I’m from downstate Illinois, which is defined as any area outside a 30-mile radius of Chicago. (That’s “sha-cog-oh.”)
Illini from downstate have a couple of location pronunciations that are peculiar only to us. We pronounce Cairo as Kay-roh and Vienna, named for the Austrian city, is called Wye-anna.
Actually, the propensity of downstate Illinois to mispronounce town names is one reason I felt quite at home moving to a state in which Miami is called My-am-ah, instead of “My-am-me,” the preferred pronunciation in Florida and Ohio.
Another shared diction trait that helped me make a smooth transition from rural Illinois to Oklahoma is that downstate Illini have never seen a “g” we couldn’t drop from the end of a word. In Illinois countryside, going is goin’, coming is comin’, dancing is dancin’ and taking is takin’.
(My lovely wife suggests that I’ve just given you too many examples of “g” droppin’. To which I reply with another downstate Illinois expression, “Thppppft.” Then I remind her that she’s from Kansas, where Arkansas is pronounced Are-kansas!)
But back to the shared regional expressions I was so pleased to find when arriving in Oklahoma nearly 20 years ago.
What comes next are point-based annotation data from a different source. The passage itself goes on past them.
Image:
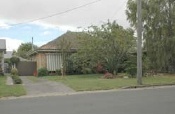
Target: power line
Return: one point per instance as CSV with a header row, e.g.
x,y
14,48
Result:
x,y
119,8
56,14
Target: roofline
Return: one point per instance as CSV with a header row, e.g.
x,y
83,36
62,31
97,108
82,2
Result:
x,y
30,53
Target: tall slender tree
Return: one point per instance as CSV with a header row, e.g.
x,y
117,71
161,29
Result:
x,y
158,31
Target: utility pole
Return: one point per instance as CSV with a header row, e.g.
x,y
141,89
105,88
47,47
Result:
x,y
139,42
32,45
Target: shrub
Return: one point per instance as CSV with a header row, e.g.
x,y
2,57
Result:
x,y
132,70
16,79
43,72
14,71
58,71
108,76
86,71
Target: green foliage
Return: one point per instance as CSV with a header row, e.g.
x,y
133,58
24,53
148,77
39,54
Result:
x,y
14,60
131,65
16,79
24,48
43,72
6,90
107,44
158,31
109,76
58,72
14,72
86,71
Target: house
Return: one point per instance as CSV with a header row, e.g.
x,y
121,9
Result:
x,y
51,55
2,52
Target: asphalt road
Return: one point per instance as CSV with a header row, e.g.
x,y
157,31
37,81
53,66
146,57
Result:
x,y
149,101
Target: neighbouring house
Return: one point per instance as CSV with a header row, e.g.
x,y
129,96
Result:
x,y
7,55
51,55
2,52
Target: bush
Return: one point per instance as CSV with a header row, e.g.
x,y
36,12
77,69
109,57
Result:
x,y
16,79
14,71
58,72
131,71
86,71
108,76
43,72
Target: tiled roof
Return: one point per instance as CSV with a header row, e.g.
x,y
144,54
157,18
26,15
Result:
x,y
69,37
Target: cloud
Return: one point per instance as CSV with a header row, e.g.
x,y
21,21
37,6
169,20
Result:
x,y
12,44
46,33
3,25
86,16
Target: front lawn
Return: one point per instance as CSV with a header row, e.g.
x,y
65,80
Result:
x,y
10,90
95,82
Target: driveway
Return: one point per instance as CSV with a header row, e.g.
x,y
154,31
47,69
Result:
x,y
43,87
148,101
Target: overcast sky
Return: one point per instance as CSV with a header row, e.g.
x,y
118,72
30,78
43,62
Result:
x,y
22,11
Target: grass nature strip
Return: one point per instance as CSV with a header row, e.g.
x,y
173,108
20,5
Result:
x,y
10,90
96,82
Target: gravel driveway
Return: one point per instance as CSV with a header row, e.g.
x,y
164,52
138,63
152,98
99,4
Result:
x,y
43,86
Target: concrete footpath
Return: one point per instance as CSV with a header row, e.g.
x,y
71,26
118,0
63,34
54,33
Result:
x,y
43,87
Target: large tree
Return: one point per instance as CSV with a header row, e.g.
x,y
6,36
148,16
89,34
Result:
x,y
24,48
158,31
107,45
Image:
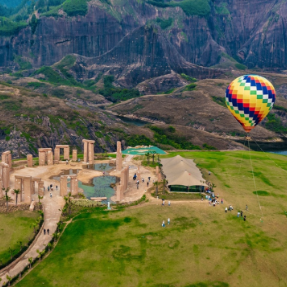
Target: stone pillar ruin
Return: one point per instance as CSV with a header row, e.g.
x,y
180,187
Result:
x,y
41,188
7,158
30,160
57,153
26,185
89,151
50,160
119,158
58,149
43,155
63,185
75,155
74,185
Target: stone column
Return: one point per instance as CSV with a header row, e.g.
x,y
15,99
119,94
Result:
x,y
75,155
5,175
119,157
41,188
63,185
57,153
91,153
27,189
18,185
67,153
30,160
85,151
50,160
42,157
74,185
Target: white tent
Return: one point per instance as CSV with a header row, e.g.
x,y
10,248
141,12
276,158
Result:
x,y
182,171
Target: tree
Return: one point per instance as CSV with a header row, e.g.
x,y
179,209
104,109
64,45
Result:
x,y
156,187
30,262
9,279
7,198
40,197
49,246
16,191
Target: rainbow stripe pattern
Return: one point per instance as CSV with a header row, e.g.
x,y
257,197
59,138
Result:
x,y
250,98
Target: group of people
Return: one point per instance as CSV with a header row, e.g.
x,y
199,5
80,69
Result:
x,y
239,213
163,223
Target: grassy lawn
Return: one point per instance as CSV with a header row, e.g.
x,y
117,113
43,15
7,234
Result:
x,y
15,227
202,247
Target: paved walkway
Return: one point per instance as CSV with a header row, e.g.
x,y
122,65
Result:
x,y
52,211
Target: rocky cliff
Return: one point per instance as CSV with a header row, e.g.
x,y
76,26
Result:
x,y
111,32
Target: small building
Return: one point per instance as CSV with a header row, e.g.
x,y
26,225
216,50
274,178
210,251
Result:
x,y
182,175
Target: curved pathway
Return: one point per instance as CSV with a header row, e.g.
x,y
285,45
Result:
x,y
52,212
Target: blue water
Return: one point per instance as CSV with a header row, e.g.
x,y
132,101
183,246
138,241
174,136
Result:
x,y
100,166
100,187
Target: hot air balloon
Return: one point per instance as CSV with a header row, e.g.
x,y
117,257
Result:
x,y
250,98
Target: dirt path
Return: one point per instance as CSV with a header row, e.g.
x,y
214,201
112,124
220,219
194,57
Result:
x,y
52,211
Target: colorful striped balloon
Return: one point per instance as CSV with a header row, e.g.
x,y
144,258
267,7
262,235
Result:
x,y
250,98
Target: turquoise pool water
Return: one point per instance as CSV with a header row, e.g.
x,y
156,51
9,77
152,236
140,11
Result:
x,y
100,187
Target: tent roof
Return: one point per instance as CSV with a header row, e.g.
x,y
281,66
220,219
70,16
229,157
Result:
x,y
182,171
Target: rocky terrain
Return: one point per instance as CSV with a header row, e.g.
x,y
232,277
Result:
x,y
71,68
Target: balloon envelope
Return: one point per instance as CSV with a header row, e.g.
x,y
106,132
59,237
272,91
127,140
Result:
x,y
250,98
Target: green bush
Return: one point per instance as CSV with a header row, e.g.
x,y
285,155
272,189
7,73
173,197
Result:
x,y
75,7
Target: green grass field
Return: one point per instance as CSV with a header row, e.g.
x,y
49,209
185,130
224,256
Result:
x,y
15,227
202,247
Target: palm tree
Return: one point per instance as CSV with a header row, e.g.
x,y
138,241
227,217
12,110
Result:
x,y
156,187
9,279
30,261
7,198
49,246
17,191
40,197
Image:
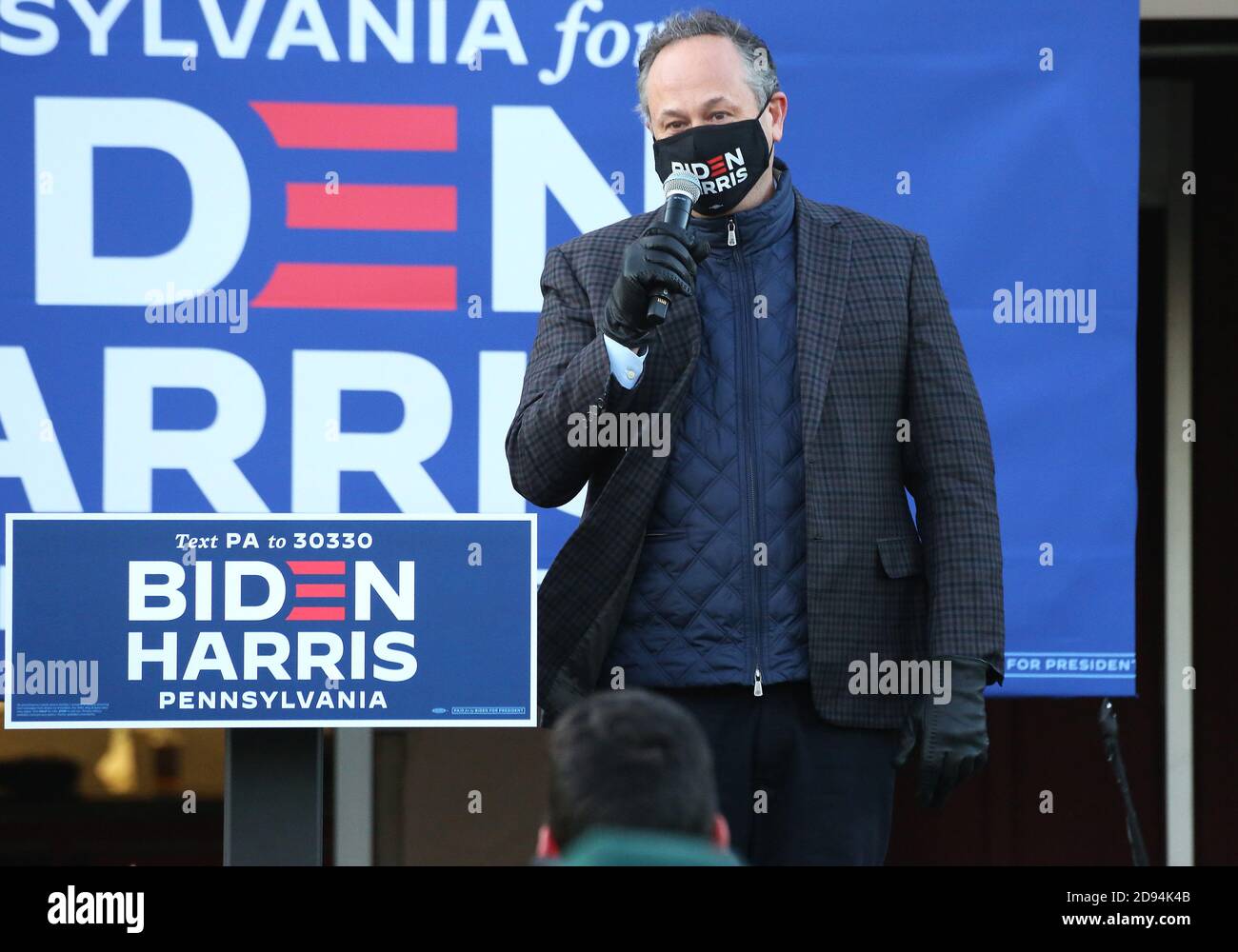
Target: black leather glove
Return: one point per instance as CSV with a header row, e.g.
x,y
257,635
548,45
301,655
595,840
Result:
x,y
953,738
663,256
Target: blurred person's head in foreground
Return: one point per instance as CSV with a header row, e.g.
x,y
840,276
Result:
x,y
631,783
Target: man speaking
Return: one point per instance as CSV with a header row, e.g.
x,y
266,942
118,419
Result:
x,y
766,572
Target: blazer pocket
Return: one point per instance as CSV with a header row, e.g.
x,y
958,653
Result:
x,y
902,556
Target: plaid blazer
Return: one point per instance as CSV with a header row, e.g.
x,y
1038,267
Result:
x,y
888,404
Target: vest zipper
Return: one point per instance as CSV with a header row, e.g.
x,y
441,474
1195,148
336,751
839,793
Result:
x,y
748,454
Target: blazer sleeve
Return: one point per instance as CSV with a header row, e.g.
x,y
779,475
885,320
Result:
x,y
569,371
948,469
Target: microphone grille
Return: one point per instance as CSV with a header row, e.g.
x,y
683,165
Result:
x,y
682,182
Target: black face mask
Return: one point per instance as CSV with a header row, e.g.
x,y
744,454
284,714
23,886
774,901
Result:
x,y
729,159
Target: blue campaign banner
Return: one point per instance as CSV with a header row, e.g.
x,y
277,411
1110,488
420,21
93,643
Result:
x,y
368,189
190,621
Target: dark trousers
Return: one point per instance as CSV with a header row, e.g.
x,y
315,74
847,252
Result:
x,y
795,788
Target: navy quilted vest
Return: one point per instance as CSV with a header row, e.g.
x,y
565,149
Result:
x,y
719,593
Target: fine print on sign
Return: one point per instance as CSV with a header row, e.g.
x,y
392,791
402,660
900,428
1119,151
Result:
x,y
270,621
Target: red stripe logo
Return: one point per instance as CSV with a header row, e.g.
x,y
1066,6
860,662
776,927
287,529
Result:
x,y
363,207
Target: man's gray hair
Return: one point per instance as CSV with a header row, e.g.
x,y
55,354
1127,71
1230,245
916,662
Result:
x,y
758,60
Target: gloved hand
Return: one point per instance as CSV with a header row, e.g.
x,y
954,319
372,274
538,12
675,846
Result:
x,y
953,738
663,256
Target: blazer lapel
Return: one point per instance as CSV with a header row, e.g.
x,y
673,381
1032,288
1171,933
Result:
x,y
822,262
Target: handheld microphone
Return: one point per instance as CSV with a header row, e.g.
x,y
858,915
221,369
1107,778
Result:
x,y
682,189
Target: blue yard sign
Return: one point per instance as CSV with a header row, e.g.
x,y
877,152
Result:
x,y
273,621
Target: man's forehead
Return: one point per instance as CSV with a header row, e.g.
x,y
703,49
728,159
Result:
x,y
698,63
681,104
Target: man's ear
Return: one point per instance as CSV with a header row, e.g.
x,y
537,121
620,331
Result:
x,y
778,115
546,845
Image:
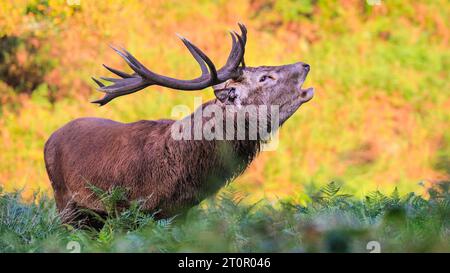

When I got here, I already knew what “shuckins” and” tarnation” meant. I was aware “vittles” had nothing to do with a musical instrument, and that “goin’s-on” referred to activities.
Old-fangled? New-fangled? Sure, I understood.
I felt right at home the first time I heard an Okie intone, “Ahh, pshaw.”
“Fixin’ to go?” You bet I am.
When a newly divorced friend from Marlow proclaimed he’d just gotten “shed of his wife,” I could commiserate. When an Okie said they were “shellin’ a mess a goobers,” I could respond that I used to spend time “shellin a mess a peas.”
I knew how to “take a notion” and then “commence” to actually doing it.
I must admit being a bit taken aback the first time I heard two Okies have this conversation:
“Can I have a Coke?”
“What kind?”
“A Dr. Pepper”
But that odd Okie-ism aside, I’ve felt fortunate to discover that the walls of diction and vernacular between the land in which I grew up and the land in which I’m growing old are not all that high.
Plus, there is one great gift of language Oklahomans have given me, a word that now slides from my lips as though I’ve been saying it since birth.
“Y’all” is one of the most functional words ever created; a magnificent word that can be both singular and plural.
Tarnation! I’ve got a notion I’ll never be shed of usin’ that word for the rest of my life. Thanks, y’all.